A liberal arts education is an ideal gateway to a career in business and finance. Employers in those fields, as well as business schools, prefer applicants who have perfected their oral and written expression, analytical, problem-solving and quantitative abilities, and leadership skills. At Connecticut College, our students gain transferable skills that are key to job searches, graduate school applications and careers, including: financial literacy; interview techniques; professional presentation and communication skills; and leadership experience. Connecticut College students interested in finance, banking and investment strategies also hone their skills and experience outside the classroom through the Peggoty Investment Club, the Women in Finance Series, and the Fast Forward program. The college also has developed strong connection with prominent graduate programs in business and management.
Connecticut College does not recommend a formalized business program of studies because experience demonstrates that the best preparation for a career in business or entry to business school is a solid liberal arts education that trains minds to think critically, logically and creatively. Recent graduates now enrolled in business schools concentration in a wide range of liberal arts majors. However, a new finance minor is being introduced in the fall 2018 semester to include curriculum in accounting, finance, quantitative development, and economics. Students can receive individual career and professional school advising from the pre-business advisers.
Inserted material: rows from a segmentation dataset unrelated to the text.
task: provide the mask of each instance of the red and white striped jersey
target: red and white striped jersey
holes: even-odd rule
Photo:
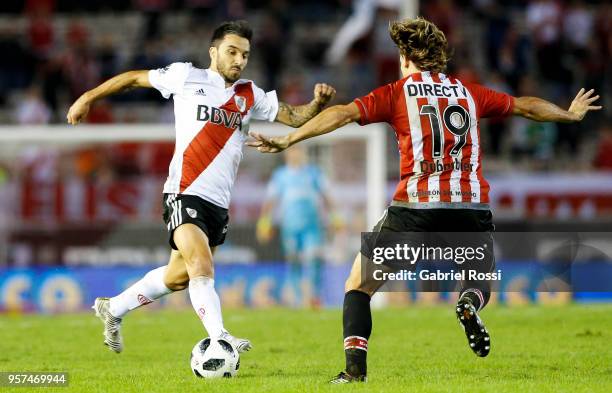
[[[511,114],[511,96],[444,74],[418,72],[354,102],[361,125],[386,122],[395,130],[400,182],[394,204],[488,208],[479,119]]]
[[[195,195],[227,209],[249,122],[274,121],[276,92],[245,79],[226,88],[219,73],[191,63],[151,70],[149,82],[174,99],[176,144],[164,193]]]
Although medical schools require applicants to present strong academic qualifications in a number of undergraduate sciences, superior performance in a diversified program of liberal arts studies is equally important. The science requirements for medical school can be met by the following courses: biology (two semesters); general chemistry (two semesters); organic chemistry (two semesters); and physics (two semesters). Most medical schools require a year of English (although many accept Writing courses in place of courses in English) and one year of college-level mathematics. Although not required, additional courses in biology, biochemistry, statistics, psychology and sociology will prepare students for the MCAT (Medical College Admission Test) and are strongly recommended. The College pre-health advisers provide guidance in selecting a course of study, gaining relevant shadowing and co-curricular experiences, and preparing for the application process. The other health profession schools (e.g. dental, veterinary, physician assistant) have similar general prerequisites but most have discipline-specific requirements.